One immediate solution is to remove blatant incitement without waiting for formal complaints — it’s one thing to express a political opinion, even one that supports violent measures, and another to publish a how-to chart designed to train and recruit future terrorists. To that end, an Israeli nonprofit took legal actionagainst Facebook earlier this week, demanding that the company do more to monitor and remove unacceptable content. My family joined the lawsuit as plaintiffs. Still, I believe that any truly successful effort to curb the culture of hate on social media must come from the companies themselves.

Companies can become more active in combating hate. The popular social networking site Reddit, for example, not only banned specific types of unacceptable content — such as a group encouraging rape — but it also engaged specific user groups in dialogue, a simple act of civility that succeeded in curbing the worst rhetoric. Companies can and must work harder — using all the tools at their disposal — to create an online culture that does not tolerate violence and hate.

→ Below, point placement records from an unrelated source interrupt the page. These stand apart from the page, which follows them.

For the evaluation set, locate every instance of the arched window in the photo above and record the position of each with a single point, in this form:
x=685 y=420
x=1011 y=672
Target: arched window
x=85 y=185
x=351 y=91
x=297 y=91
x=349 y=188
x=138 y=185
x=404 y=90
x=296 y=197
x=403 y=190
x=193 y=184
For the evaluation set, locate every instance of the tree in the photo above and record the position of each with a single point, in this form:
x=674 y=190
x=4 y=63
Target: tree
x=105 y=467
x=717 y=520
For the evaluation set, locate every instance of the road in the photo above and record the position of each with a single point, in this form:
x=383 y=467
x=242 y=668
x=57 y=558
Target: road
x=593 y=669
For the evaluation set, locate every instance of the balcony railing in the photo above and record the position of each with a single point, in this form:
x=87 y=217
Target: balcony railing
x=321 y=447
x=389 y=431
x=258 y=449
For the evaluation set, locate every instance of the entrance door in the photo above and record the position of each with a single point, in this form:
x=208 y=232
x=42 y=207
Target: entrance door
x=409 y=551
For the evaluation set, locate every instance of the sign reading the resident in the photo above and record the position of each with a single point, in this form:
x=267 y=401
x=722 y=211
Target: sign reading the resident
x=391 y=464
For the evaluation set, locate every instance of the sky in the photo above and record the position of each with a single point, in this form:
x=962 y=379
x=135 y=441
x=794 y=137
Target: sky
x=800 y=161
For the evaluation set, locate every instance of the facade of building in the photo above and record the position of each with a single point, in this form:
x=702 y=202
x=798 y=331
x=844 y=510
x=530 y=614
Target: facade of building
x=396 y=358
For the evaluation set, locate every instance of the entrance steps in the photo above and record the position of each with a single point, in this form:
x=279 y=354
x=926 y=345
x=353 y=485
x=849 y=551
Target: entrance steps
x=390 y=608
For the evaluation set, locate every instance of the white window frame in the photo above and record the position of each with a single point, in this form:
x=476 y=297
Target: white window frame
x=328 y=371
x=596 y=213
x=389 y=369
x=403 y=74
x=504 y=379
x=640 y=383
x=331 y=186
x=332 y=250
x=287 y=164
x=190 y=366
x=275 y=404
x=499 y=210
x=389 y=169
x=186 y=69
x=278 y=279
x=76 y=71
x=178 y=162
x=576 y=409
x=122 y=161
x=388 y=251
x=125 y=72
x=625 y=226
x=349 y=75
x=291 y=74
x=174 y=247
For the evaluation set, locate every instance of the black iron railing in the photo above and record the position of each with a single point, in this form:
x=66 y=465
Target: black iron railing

Sadly, for my father, it’s too late: Two weeks after the attack, he succumbed to his wounds. When they heard the news of his passing, many of his friends — Christians, Muslims, Jews — posted his favorite photo on their social media channels. It shows an Arab and an Israeli boy, their arms around each other, while the text around them spells simply “coexist.”

Micah Lakin Avni is chief executive of the Peninsula Group Ltd., a commercial finance company based in Tel Aviv.